Nicht nur in Kitzbühel, um genau zu sein. Ich würde vielleicht auch gern die
Gerichtsmedizin in Salzburg besuchen, um einen besseren Eindruck zu gewinnen,
wie es zu der Fälschung der Todesnachricht kommen konnte. Den Ort des Unfalls,
bei dem Müller gestorben sein soll, würde ich mir auch gern ansehen. Das
Wichtigste ist aber Dembskis Haus in Kitzbühel. Niemand weiß, was daraus
geworden ist. Die Witwe kennt es gar nicht. Wer wohnt da jetzt, an wen wird die
Miete gezahlt, hat es sich vielleicht Müller unter den Nagel gerissen, wenn er
eventuell gar nicht tot ist? Das kann ich von hier aus nicht checken.«
    Hanne grübelte. »Ich weiß nicht, Hans … Also du bist in dieser Sache
schon ganz schön viel durch die Weltgeschichte gedüst, und das für eine Sache,
von der wir nicht einmal wissen, ob sie jemals eine veröffentlichungsfähige
Geschichte ergeben wird.«
    »Soll ich sie drangeben?«, fragte Stamm leicht eingeschnappt.

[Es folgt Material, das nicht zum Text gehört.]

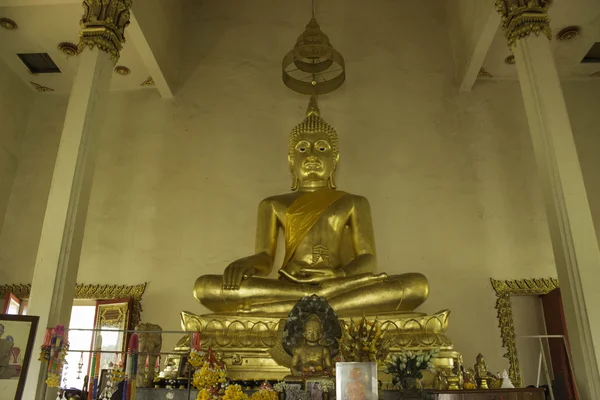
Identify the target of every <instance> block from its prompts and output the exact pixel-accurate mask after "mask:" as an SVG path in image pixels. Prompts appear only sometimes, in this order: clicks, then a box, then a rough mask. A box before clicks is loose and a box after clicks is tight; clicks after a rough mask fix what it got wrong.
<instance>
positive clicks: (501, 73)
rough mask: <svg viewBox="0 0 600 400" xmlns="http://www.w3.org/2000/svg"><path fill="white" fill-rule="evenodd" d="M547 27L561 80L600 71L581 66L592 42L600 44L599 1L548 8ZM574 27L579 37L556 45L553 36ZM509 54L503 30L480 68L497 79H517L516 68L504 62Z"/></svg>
mask: <svg viewBox="0 0 600 400" xmlns="http://www.w3.org/2000/svg"><path fill="white" fill-rule="evenodd" d="M549 14H550V25H551V28H552V34H553V35H554V37H553V39H552V48H553V49H554V57H555V60H556V65H557V68H558V71H559V74H560V75H561V77H563V78H589V77H590V75H591V74H593V73H595V72H598V71H600V64H591V63H588V64H581V60H582V59H583V57H584V56H585V55H586V54H587V52H588V51H589V49H590V47H592V45H593V44H594V43H595V42H600V1H599V0H557V1H555V2H554V4H553V5H552V6H551V7H550V11H549ZM572 25H576V26H579V27H580V28H581V34H580V35H579V36H578V37H577V38H576V39H574V40H570V41H558V40H556V34H557V33H558V32H559V31H560V30H561V29H563V28H565V27H568V26H572ZM511 54H512V53H511V52H510V50H509V49H508V46H507V44H506V38H505V37H504V32H503V31H502V29H498V32H497V33H496V37H495V38H494V41H493V42H492V45H491V47H490V49H489V51H488V53H487V56H486V58H485V61H484V63H483V68H484V69H485V70H486V71H487V72H488V73H489V74H490V75H492V77H493V78H499V79H517V71H516V68H515V65H514V64H513V65H509V64H506V63H505V62H504V60H505V59H506V57H508V56H509V55H511Z"/></svg>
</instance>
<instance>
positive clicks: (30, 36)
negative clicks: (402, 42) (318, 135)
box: [0, 0, 600, 93]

    Hanne seufzte. »Ist ja schon gut, ein oder zwei Tage Österreich
werden uns schon nicht ruinieren. Wann wolltest du hin?«
    »Hab ich mir noch nicht genau überlegt, hier kommt’s auf ein paar
Tage nicht an. Nächste Woche irgendwann, dachte ich.«
    Hanne Lohmeyer setzte die Brille auf, nahm ihren Tischkalender und
studierte ihn aufmerksam. »Nächste Woche ist schlecht«, sagte sie, »da brauche
ich dich hier. Übernächste Woche ginge vielleicht am Donnerstag … ach nein, da
hat Werner Urlaub, Gerichtstermin in Münster … also frühestens in drei Wochen.«
    Stamm schüttelte unwillig den Kopf. »Ach nein, Hanne, drei Wochen!